The following program compiles and links.
No warnings The output is wrong, stating:
value= 1
value NOT 1

//////////////////////////////////////////////
#include <iostream>
using namespace std;

static constexpr int value = 1;

int main( int argc, char* argv[] )
{
cout << "value= "
<< value
<< endl;

static_assert( value == 1, "Value_Not_1" );

#if value == 1
cout << "value 1" << endl;
#else
cout << "value NOT 1" << endl;
#endif

return 0;
}// main
/////////////////////////////////////////////////

Why is value not used in the conditional compilation?
(The static_assert is happy.)

Because the conditional part is handled by the preprocessor, not the
compiler. The symbol "value" is unknown to the preprocessor so the first
condition isn't compiled.

To be more exact: when evaluating a preprocessor expression,
symbols which are unknown to the preprocessor are replaced with
0.

 

[Öö Tiib]

I think that was a horrible idea from the people who first designed
the C preprocessor. But I suppose it's too late to change it now.

Why? C++ is hopefully going there. First was that dual meaning of
'const' to get rid of #define constants. That 'const' was fortunately
fixed by 'constexpr'. 'constexpr' also fixed the remaining issues of
using inlines instead of macros. Now what is missing is some replacement
to #include (like modules). Also better debugging support (to replace
those __LINE__ and __FILE__).

 

[Ian Collins]

What do you mean why? How exactly is it a good thing that unknown
symbols are replaced with 0 instead of giving an error message?

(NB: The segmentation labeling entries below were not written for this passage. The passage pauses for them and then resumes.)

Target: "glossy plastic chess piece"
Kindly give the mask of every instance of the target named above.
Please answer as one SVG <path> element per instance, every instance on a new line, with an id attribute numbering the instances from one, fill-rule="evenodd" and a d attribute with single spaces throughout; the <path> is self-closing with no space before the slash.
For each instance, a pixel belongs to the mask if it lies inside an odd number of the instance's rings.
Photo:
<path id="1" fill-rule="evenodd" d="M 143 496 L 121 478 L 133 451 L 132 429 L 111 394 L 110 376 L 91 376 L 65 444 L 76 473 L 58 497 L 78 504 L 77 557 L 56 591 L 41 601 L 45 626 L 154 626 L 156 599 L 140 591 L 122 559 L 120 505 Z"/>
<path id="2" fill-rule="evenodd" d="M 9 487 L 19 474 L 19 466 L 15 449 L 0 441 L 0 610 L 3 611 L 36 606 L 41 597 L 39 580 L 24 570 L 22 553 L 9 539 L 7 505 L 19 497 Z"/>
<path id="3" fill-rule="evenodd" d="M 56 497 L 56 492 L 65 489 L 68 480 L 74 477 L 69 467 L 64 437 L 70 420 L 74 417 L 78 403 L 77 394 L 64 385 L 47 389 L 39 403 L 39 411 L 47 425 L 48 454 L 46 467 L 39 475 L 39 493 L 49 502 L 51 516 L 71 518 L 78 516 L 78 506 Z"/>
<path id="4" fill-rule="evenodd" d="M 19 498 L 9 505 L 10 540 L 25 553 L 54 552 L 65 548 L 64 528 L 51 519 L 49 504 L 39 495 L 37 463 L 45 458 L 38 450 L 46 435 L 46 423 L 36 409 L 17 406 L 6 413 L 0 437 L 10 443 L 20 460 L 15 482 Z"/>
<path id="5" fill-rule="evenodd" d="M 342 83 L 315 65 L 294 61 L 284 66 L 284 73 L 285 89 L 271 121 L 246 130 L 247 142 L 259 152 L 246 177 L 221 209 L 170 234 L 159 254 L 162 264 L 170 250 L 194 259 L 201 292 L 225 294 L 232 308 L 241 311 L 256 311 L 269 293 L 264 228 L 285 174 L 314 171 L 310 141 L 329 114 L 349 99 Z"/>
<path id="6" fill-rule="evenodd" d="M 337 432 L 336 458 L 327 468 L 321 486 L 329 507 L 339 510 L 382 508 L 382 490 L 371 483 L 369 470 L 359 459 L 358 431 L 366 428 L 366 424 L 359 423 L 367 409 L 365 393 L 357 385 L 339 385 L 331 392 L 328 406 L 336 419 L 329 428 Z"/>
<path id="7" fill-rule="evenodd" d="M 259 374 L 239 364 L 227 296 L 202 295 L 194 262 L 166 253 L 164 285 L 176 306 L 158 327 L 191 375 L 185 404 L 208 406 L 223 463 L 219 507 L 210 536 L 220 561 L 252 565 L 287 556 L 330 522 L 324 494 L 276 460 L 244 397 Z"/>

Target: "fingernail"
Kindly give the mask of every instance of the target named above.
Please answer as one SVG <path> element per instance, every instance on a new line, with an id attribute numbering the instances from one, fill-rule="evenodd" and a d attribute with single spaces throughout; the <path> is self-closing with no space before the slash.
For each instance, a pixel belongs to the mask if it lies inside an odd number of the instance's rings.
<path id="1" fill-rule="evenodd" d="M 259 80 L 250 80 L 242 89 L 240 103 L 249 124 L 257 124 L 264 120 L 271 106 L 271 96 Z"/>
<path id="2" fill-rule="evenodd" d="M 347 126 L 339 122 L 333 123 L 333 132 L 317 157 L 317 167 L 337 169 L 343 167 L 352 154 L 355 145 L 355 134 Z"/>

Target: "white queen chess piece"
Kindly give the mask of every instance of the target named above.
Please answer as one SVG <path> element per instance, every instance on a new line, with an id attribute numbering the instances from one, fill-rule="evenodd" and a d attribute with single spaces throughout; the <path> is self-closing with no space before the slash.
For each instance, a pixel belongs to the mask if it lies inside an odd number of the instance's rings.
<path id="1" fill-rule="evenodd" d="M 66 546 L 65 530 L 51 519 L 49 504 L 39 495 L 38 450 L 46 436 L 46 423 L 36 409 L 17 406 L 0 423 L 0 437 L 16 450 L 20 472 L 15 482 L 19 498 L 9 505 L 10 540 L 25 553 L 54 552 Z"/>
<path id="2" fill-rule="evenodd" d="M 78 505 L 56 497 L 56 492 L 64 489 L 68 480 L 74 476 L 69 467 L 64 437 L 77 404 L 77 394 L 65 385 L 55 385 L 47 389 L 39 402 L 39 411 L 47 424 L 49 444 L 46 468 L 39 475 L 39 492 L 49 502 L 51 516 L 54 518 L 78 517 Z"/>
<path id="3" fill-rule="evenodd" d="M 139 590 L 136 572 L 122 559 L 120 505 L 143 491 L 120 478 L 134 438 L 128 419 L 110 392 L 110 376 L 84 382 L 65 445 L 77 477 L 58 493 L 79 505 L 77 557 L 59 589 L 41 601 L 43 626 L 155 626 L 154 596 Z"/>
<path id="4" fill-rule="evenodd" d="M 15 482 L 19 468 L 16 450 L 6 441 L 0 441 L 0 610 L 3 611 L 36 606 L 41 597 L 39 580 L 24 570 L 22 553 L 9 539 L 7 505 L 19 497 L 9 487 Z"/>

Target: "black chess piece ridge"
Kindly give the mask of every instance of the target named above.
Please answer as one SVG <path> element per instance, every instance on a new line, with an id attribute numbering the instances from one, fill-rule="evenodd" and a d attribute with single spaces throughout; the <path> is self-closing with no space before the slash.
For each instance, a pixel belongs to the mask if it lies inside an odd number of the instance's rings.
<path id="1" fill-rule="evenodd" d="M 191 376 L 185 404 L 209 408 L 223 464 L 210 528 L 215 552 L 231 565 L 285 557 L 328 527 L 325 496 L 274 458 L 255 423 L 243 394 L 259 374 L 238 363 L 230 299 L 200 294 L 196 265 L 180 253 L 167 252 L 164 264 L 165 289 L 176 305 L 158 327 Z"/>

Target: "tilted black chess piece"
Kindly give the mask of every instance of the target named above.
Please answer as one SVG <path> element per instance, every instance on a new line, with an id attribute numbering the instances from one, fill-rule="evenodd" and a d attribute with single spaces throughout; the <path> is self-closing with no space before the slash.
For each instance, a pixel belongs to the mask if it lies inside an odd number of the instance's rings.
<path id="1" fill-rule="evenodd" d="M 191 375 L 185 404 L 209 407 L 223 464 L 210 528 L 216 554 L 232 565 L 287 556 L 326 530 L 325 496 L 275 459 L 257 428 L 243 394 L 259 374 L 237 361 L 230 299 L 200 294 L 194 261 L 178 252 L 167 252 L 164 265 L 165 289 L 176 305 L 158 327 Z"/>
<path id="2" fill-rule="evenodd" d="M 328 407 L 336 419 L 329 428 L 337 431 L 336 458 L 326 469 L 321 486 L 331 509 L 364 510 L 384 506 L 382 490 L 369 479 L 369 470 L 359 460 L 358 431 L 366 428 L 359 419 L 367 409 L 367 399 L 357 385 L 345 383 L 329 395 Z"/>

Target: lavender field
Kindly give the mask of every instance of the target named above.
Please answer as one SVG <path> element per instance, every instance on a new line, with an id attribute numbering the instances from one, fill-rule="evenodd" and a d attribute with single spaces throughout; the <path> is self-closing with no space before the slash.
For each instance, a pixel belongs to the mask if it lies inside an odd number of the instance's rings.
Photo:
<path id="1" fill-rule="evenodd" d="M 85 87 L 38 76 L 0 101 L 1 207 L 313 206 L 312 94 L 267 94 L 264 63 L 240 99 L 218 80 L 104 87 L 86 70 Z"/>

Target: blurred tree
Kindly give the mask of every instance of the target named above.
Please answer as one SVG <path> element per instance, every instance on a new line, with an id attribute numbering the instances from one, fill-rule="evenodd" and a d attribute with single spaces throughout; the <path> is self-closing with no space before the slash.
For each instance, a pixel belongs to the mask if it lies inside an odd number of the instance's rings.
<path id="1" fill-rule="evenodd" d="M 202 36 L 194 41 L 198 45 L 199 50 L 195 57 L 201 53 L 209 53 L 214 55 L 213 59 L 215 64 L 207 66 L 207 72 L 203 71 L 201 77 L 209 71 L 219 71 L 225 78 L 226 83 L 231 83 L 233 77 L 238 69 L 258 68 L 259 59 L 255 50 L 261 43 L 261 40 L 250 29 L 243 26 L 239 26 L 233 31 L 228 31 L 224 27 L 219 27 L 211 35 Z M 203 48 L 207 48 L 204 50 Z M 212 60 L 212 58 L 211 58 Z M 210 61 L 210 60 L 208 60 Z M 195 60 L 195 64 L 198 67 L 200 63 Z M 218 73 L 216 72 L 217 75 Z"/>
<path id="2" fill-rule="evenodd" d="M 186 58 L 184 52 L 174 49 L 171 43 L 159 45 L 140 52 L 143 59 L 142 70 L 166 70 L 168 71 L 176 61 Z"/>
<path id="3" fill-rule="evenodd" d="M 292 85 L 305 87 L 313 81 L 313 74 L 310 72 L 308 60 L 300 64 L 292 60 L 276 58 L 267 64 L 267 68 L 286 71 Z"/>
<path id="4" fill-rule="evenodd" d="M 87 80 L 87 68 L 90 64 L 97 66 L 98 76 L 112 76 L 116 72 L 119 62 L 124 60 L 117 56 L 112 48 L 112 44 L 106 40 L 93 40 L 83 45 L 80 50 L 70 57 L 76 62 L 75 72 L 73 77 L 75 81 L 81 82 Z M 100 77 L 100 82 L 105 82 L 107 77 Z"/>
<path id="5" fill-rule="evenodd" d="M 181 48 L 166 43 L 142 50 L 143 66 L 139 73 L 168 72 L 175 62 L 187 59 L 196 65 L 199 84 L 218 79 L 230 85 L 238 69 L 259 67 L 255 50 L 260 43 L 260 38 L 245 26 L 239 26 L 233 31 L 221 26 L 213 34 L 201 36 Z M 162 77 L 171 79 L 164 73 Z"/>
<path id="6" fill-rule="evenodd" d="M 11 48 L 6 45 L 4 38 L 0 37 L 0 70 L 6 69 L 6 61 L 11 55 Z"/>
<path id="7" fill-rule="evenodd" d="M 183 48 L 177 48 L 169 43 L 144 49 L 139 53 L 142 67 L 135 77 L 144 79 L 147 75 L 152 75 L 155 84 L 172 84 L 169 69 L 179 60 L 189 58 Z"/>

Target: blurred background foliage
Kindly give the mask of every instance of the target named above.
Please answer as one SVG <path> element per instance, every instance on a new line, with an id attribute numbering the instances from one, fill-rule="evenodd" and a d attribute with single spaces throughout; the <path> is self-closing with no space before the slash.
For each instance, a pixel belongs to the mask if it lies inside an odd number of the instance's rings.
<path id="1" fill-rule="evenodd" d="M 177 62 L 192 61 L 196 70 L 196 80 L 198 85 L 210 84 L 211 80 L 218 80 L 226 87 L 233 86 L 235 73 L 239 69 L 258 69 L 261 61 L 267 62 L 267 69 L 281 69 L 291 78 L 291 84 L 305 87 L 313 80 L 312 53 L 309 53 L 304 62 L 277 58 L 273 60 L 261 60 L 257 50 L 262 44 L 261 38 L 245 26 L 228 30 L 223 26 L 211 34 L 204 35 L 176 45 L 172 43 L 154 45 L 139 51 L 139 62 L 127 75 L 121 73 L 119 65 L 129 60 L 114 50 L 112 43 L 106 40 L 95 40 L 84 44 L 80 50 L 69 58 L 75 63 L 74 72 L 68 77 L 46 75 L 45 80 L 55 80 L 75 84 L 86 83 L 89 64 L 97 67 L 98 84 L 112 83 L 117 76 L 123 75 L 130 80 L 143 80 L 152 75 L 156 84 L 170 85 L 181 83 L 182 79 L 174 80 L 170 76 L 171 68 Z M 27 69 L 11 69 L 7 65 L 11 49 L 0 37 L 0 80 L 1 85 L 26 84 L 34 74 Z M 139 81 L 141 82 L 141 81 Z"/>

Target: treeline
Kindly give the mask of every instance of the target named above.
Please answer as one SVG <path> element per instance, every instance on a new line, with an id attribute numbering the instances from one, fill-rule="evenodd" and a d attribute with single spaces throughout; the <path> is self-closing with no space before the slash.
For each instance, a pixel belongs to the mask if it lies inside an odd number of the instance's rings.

Lots of system headers rely on this behaviour. Whether this is a good
think or not is open for debate, but it does make sense for checks to
return false if the value is undefined. I guess checks for __cplusplus
being greater than some version in a header shared by C and C++ would be
one example.

 

[Ian Collins]

I prefer to enable the gcc "-Wundef" warning in all my code - this turns
pre-processor references to undefined macros into warnings rather than
0. gcc disables such warnings for system headers (unless you ask it not
to), so it doesn't affect them - and it helps catch bugs in your own
code. It's not hard to use "#ifdef XXX" rather than "#if XXX" for
symbols that might be undefined.

Or as C++ programmers, not to use the preprocessor at all! You can't
use #if for a comparison and comparisons often occur in a complex
expression so not defined = 0 makes sense.

 

[Ian Collins]

Perhaps I am misunderstanding you, but you certainly /can/ use "#if" for
comparisons:

Sorry, I should have written "You can't use #ifdef for a comparison".

 

[Ian Collins]

"Ian Collins" wrote in message news:[email protected]...

But you can use
#if defined(value) && value == 0

You missed my earlier point that comparisons often occur in a complex
expression, so this isn't convenient.

By way of an example, from stdio.h on my box:

/*
* The following are known to POSIX.1c, but not to ANSI-C or XOPEN.
*/
#if defined(__EXTENSIONS__) || defined(_REENTRANT) || \
(_POSIX_C_SOURCE - 0 >= 199506L)

 

[Öö Tiib]

What do you mean why? How exactly is it a good thing that unknown
symbols are replaced with 0 instead of giving an error message?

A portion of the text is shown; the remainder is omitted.